As a potential solution to the
credit card dilemma Master Card and Visa developed a protocol called SET (Secure
Electronic Transactions) whose sole purpose is to answer these questions
satisfactorily and to define a standard on which to build SET solutions.
But there are still major shortfalls from the buyer’s perspective.
“The SET protocol defines a
requirement and protocol for everyone to be certified by a trusted third party,
which solves the ‘can I trust this buyer’, or ‘can I trust this merchant,
or even ‘can I trust this bank,’ question,” comments Maurer. The
proposed solution is for the buyer to download an ‘electronic wallet’ and
‘digital certificate’ from a bank or software vendor. This certified
wallet is then used to supply credit card details for purchases.
However, there are still
numerous loopholes. “For one, the concept of a ‘digital certificate’ is so
unfriendly, only advanced users will download it, resulting a large number of
intermediate Internet users being excluded from buying over the Internet and
also, it does not address the question 'can I trust the trusted party?'. Of even
greater importance is the dreaded thought for many that regardless how secure
they system is, they know their credit card information is whizzing
around on a computer drive somewhere out there,” notes Maurer.

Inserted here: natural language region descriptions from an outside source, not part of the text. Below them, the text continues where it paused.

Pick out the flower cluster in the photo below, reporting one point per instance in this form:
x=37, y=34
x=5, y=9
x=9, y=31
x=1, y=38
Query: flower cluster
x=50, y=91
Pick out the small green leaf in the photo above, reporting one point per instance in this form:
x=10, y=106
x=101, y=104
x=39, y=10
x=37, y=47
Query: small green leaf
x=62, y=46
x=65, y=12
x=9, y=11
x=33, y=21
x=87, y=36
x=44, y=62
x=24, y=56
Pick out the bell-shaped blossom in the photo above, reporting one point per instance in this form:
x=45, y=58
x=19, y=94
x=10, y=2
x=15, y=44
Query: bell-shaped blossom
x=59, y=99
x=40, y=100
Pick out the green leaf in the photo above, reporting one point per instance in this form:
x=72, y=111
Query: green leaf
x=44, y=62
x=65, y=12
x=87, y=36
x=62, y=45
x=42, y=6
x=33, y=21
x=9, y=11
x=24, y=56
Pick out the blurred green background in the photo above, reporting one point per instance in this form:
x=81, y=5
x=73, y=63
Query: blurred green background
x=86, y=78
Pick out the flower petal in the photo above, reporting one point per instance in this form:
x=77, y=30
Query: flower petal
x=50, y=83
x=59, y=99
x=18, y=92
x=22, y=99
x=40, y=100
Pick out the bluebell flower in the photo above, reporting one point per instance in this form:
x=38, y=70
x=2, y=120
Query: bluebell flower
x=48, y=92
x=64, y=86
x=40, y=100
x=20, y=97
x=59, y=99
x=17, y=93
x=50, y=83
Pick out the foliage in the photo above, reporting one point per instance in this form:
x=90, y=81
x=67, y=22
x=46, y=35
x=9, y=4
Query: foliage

“Enter the smart card solution. Contactless smart cards provide a perfect
solution,” says Maurer. “An Internet user simply goes to an on-line
store and swipes the Contactless card in a reader attached to a desktop PC. In
the same way as you physically shop, choose the items and pay for them
immediately. The MS Tech system ensures firstly that the user is biometrically
identified eliminating unauthorized use, and secondly, the credit card
information never leaves his computer making card information impossible since
it is not there to begin with”
Paying for goods over the
Internet in this manner is safer than paying by credit card. In the
physical world when using a credit card the merchant checks to see if the card
is valid by comparing signatures and makes sure the user has enough money in the
bank. With a Contactless smart card the risks of fraud are dramatically
On-line shoppers will be
required to enter either a pin number or be biometrically scanned. The card/pin
or biometric scan combination verifies that the person using the system, and the
card further provides for secure encryption to and from itself.
“Security, identification and
certification are all present on the Contactless smart cards,” notes Maurer,
“and provide the most secure means of purchasing over the Internet to date.”
The Contactless smart card
readers developed by Murton System Technologies using Philips Mifare technology
is a global standard for Contactless smart cards to the world market. The
cards hold up to 15 different applications and transactions take place in less
than 0,15 seconds. Contactless smart cards differ from standard smart
cards because they cannot be tampered with and can be read from a distance,
eliminating the need to take them out of one's wallet.